Clearly if #3 holds for Uk for some N, it also holds for Uk for N/2 (the converse isn't true because the odd terms may be "worse" than the even terms).
Matthew Baker
Thanks. I knew it was true, but I wasn't very rigorous about it.
Landon Price
They are not as smart as you think. Law majoring is a meme created by a inefficient state. Occam favoring everything would end with the automatic judicial system
Carter Russell
>How do you know to place these Rs into this problem?
You assume the harmonic solution because the product of transpose matrices equals 0.
Jeremiah Martin
Could someone draw a flowchart for doing Fourier series problems? Every time I look at explanations I'm never sure how much of the stuff used is considered pre-proven that you pull out from memory vs assumed due to form vs actually deduced.
Matthew Ward
Transitive relation X > 15 & 15 > 10 -> x > 10
Julian Hall
Okay so this year I studied so fucking hard I got a scholarship to Japan, I'm starting uni in Japan april next year (actually prer year, year after that I apply to 7 unis, going for todai and TIT). The thing is I haven't touched a book since june (After my exams, hardest exams of my life) and I feel fucking retarded, also I smoked a lot of weed this year, even while studying and I've got memory problems it seems.
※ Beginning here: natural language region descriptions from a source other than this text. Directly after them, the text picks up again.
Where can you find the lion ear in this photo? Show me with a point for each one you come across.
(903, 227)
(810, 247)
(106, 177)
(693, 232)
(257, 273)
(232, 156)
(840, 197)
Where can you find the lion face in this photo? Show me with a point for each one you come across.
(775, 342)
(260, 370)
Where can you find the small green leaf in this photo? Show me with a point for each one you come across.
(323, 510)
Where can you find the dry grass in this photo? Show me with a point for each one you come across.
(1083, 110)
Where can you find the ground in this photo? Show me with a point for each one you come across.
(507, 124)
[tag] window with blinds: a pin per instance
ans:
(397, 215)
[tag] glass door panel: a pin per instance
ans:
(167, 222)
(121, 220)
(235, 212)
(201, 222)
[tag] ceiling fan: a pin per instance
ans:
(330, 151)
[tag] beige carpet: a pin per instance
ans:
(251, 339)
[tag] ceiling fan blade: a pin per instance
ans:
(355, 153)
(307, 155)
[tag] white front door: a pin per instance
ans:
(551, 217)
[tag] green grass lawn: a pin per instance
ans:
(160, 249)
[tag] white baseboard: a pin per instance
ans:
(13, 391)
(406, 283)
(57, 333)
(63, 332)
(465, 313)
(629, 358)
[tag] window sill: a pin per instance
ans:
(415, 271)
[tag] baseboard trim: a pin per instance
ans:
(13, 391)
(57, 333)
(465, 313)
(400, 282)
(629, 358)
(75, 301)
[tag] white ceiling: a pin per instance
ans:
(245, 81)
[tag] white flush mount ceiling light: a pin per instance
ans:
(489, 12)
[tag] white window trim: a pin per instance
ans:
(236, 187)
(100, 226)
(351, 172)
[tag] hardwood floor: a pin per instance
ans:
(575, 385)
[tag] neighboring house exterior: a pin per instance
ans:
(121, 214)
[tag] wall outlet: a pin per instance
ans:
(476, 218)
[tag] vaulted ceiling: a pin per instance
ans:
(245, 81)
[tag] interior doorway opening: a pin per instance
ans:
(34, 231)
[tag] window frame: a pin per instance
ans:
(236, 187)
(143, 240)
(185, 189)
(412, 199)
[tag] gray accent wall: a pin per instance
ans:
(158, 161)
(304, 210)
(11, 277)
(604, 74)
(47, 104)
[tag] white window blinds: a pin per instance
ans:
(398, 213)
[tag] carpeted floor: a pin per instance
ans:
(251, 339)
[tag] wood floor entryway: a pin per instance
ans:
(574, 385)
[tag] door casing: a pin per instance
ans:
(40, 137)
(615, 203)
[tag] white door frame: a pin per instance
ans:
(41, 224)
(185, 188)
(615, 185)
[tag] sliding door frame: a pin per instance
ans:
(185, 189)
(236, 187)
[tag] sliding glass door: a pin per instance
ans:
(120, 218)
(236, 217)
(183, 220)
How do I get back on track before april? I kinda wanna review 90% math, phys and chem are easy. Any advice? Sorry for asking for handholding I just feel fucking retarded and lost right now even though last week my scholarship got confirmed.
Carter Miller
Will someone explain the controversy surrounding the axiom of choice? I don't really see how it could be argued.
Isaiah Lewis
I have a multiplication like this:
(a-(b-c))*tg(x)
How do I transform that to contain only addition? I know that I should use Taylor/Maclaurin series, but can't figure out how exactly
Jeremiah Wilson
Simplify SQRT(11-4*SQRT(7)) to the form SQRT(n) - m, where n and m are natural numbers.
Sorry for formatting, I'm on phone.
Jose Jenkins
square both sides, work backwards
Justin Brooks
what do you mean 'how it could be argued'?
Ayden White
I'll try that tomorrow, thanks.
Xavier Lewis
Can someone help me understand what exactly they're doing to the numerator to manipulate it? I can't follow it the way they have it written.